Die Linke und Gewerkschaften sehen das kritisch. "Das Programm des neuen Präsidenten mit seinem royalen Gehabe ist bereits bekannt", sagte der Linkspolitiker Jean-Luc Melenchon, der in der ersten Runde den vierten Platz erreicht hatte, am Sonntagabend. "Es ist ein Krieg gegen das soziale System Frankreichs und ökologisch unverantwortlich." Die Gewerkschaft CFDT warnte, Macron dürfe sich den Sorgen der Menschen nicht verschließen. Die radikale FO nannte die Arbeitsmarktreformen einen ersten Test für den neuen Präsidenten.
FAST 150 FESTNAHMEN NACH KRAWALLEN IN WAHLNACHT
In der Wahlnacht nahm die Polizei in Paris nach Krawallen 141 Menschen fest. Sie hätten im Stadtteil Menilmontant im Nordosten Gegenstände auf Polizisten geworfen und Sachen beschädigt. Die Menge habe gegen Macron und Le Pen protestiert.
Macron hat die Stichwahl mit 66 Prozent gegen Le Pen (34 Prozent) gewonnen. Allerdings gingen 25 Prozent der Wahlberechtigten gar nicht zur Abstimmung.
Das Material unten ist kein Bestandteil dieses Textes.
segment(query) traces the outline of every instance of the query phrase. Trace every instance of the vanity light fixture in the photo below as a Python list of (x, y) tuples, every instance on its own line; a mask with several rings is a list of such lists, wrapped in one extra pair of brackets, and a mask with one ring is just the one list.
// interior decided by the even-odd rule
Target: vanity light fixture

Mehr als elf Prozent der Wähler wählten zudem ungültig. Diese hohen Zahlen weisen auf großen Frust und tiefe Enttäuschung in der Bevölkerung.
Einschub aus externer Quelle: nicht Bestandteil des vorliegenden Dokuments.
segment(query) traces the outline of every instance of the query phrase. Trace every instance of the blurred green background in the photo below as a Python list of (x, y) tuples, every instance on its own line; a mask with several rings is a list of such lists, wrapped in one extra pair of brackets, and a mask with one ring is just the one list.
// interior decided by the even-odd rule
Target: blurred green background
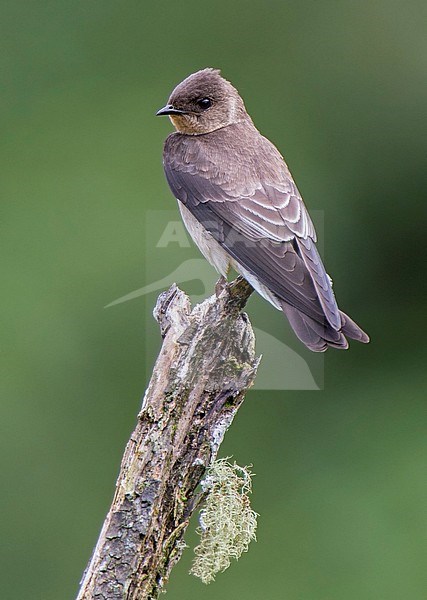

"Ich bin mir der Wut, des Zweifels und der Angst bewusst, die die Franzosen zum Ausdruck gebracht haben", sagte Macron am Sonntagabend. Er werde daran arbeiten, "Europa und seine Völker" wieder zu versöhnen. Er unterschätze nicht die wirtschaftlichen Schwierigkeiten Frankreichs. Er werde seine ganze Kraft darauf verwenden, sich des Vertrauens der Franzosen würdig zu erweisen.
Bereits am 11. und 18. Juni steht die Parlamentswahl an, bei der Macron eine eigene Mehrheit erringen will. Obwohl seine Bewegung En Marche erst vor einem Jahr gegründet wurde, könnte das gelingen. Der jüngsten Opinionway-Umfrage zufolge könnten Kandidaten von En Marche 249 bis 286 Sitze holen. Die Konservativen wären mit 200 bis 210 Sitzen zweitstärkste Kraft. Wegen des Mehrheitswahlrechts dürften Sozialisten und Front National keine Rolle spielen.